Os poemas, apesar de escritos em versos livres, alguns textos longos e haicais, apresentam uma preocupação com a qualidade e a musicalidade das rimas. Os poemas reunidos em “Vísceras e sonhos” dão origem a um livro de versos e estrofes, mas acima de tudo, dão vida a um livro de sentimentos.

O traço literário de Sabrina é marcado pelo lirismo típico da vida no interior e sofre também influência dos diferentes lugares por onde passou, em curtas viagens ou até mesmo pelo tempo vivido no exterior. Como boa mineira que é, inspirou-se nas sensações trazidas pelo diário contato com a natureza de seu estado natal: as serras e o cerrado, as cachoeiras com suas águas cristalinas e cânions deslumbrantes. Em outros tantos momentos, sua inspiração passa pelo mar bravio, ou por um calmo pôr-do-sol em um país distante.

O amor à arte que hoje ela carrega consigo foi ‘hereditário’, já que herdou de seus pais: mãe mineira e pai nordestino. Seus textos expressam o contato com a cultura do interior de Minas Gerais. O vocabulário, expressões linguísticas, ritmos influenciaram sua formação como pessoa e como artista. Estas influências também são observadas no seu livro infantil “A história da Porquinha Biju e de Mirto Sardinha”, publicado em 2020 pela Editora São Paulo da cidade de Passos (MG).

O início da organização dos textos do livro “Vísceras e Sonhos – Poemas Reunidos” deu-se em 2017, quando Sabrina havia, naquela ocasião, deixado uma carreira em ascensão em uma grande empresa multinacional para trabalhar com o que ela mais gosta: teatro e literatura.

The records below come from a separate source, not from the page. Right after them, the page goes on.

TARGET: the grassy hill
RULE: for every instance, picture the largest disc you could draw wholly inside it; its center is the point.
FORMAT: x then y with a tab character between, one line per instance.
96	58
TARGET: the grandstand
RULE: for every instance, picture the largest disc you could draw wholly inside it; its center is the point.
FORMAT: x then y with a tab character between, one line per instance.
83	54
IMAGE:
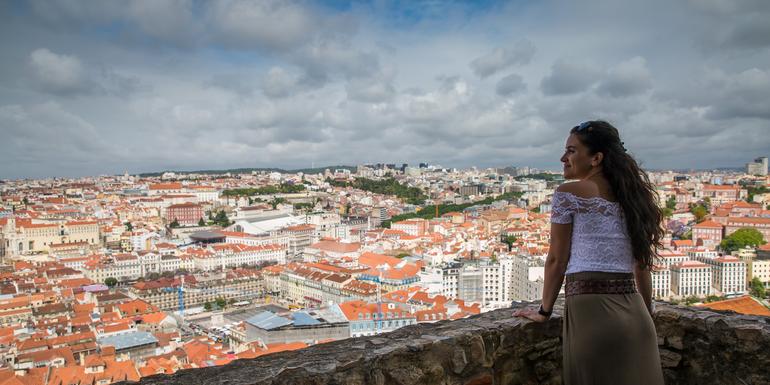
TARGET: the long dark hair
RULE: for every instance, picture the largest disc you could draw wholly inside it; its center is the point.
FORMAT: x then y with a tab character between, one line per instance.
631	186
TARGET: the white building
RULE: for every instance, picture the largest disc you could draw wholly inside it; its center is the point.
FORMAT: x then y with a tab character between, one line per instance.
691	278
661	282
728	275
669	258
527	277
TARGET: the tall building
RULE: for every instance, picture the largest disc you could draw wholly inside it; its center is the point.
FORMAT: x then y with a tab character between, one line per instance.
691	278
757	167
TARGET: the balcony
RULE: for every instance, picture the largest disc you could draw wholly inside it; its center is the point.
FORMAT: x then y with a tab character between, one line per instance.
696	346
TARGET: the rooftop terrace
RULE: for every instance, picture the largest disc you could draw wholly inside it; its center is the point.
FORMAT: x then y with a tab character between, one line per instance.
697	346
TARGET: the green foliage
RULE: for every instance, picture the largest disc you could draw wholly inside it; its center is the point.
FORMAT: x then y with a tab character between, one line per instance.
303	206
509	240
671	203
713	298
740	239
542	176
757	288
221	219
699	211
276	201
754	191
691	300
388	186
282	188
430	212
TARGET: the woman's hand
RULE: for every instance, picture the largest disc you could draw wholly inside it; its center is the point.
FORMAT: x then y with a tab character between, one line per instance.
531	313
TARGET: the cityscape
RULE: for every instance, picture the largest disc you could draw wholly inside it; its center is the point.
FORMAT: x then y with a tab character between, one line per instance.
325	192
120	277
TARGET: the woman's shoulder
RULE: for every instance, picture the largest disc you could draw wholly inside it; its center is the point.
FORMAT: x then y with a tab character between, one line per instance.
580	189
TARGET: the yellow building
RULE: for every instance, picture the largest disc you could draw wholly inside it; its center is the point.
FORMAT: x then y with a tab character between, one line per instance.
22	236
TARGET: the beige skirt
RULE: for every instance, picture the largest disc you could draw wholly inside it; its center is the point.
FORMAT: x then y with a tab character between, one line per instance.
609	338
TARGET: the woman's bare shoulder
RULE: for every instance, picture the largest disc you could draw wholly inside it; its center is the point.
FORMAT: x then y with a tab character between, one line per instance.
582	188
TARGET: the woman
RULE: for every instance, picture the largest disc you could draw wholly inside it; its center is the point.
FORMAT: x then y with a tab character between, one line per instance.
605	229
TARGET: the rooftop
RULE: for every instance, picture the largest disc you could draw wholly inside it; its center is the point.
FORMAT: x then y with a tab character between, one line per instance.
697	346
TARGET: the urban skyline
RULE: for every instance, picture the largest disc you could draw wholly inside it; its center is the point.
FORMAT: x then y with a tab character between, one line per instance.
105	88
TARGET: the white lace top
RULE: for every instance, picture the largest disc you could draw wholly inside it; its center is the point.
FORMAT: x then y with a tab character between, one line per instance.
599	237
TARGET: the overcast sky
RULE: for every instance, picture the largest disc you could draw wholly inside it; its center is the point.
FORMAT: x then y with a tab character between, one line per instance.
103	87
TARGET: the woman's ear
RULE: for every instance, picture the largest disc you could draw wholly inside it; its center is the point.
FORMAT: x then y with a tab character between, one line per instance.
597	160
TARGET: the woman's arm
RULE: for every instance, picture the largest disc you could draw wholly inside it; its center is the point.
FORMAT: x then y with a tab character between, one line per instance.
555	266
556	263
643	278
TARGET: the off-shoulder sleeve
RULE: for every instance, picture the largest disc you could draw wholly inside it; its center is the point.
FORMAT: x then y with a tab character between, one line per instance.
563	207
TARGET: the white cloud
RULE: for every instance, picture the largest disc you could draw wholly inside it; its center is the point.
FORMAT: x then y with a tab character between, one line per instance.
57	73
242	83
503	57
627	78
569	77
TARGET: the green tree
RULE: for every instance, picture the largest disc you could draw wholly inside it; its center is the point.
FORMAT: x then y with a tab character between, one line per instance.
221	219
757	288
276	201
671	203
700	212
509	240
713	298
691	300
740	239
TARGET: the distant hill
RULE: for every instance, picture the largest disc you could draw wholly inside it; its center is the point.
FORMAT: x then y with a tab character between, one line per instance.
316	170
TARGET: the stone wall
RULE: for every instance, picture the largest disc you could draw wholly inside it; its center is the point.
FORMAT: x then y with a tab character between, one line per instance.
697	347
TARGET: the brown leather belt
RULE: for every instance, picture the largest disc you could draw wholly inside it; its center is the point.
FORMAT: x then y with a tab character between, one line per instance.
600	286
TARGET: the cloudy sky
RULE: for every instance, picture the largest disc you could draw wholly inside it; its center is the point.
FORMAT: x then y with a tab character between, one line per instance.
102	87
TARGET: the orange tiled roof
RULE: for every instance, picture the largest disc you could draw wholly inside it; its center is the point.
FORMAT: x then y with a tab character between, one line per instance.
743	305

De volta a Minas Gerais, a autora revisitou o passado ao manusear os guardados antigos: cadernos e diários de sua infância e adolescência. Esta experiência fez com que poemas escritos em folhas soltas, com rabiscos e rasuras, juntamente com poemas escritos na fase adulta fossem reunidos e transformados em uma obra literária.

Uma série de bate-papos e workshops ministrados por Sabrina Moura acontecerá entre os dias 28 e 30 de junho. A programação pode ser acompanhada pelo Instagram (@sab.mou) e Facebook da autora.

Este é um projeto realizado com recursos da Lei 14.016 – Lei Aldir Blanc – Edital LAB 24/2020 – Estado de Minas Gerais.